In order to improve the efficiency and decision-making ability of airport operation support, the realization of estimation about service time of flight ground support can reduce the time and economic losses caused by flight delays. Considering the complexity and particularity of the service process, this article started from the analysis of the flight ground support process and constructed a mathematical model of the service time. The method of Principal Component Analysis (PCA) was used to reduce the correlation between variables, and a service time prediction model of flight ground support based on Deep Neural Network (DNN) was established.
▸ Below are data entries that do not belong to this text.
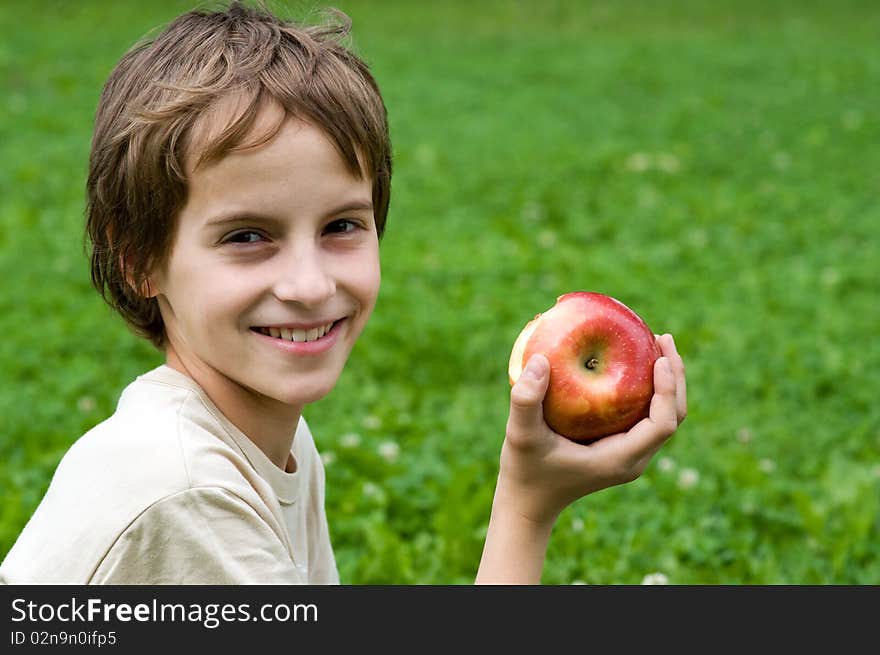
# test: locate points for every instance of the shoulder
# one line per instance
(202, 535)
(159, 451)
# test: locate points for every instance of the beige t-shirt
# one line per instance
(168, 491)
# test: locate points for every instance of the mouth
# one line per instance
(298, 335)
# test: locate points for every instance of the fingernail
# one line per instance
(533, 369)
Finally, the flight support operation data of an airport were selected for simulation and verification. Experimental results show that the average absolute error of service time prediction can reach 2.709 min, the proposed model can effectively estimate the service time of flight support and has higher accuracy.
基于深度神经网络的飞行地面保障服务时间估计
为了提高机场运行保障的效率和决策能力,实现飞行地面保障服务时间的估算,可以减少航班延误造成的时间和经济损失。考虑到服务过程的复杂性和特殊性,本文从分析飞行地面保障过程入手,构建了服务时间的数学模型。采用主成分分析(PCA)方法降低变量间的相关性,建立了基于深度神经网络(DNN)的飞行地面保障服务时间预测模型。最后选取某机场飞行保障运行数据进行仿真验证。实验结果表明,服役时间预测的平均绝对误差可达2.709 min,该模型能有效估计飞行保障服役时间,具有较高的精度。
本文章由计算机程序翻译,如有差异,请以英文原文为准。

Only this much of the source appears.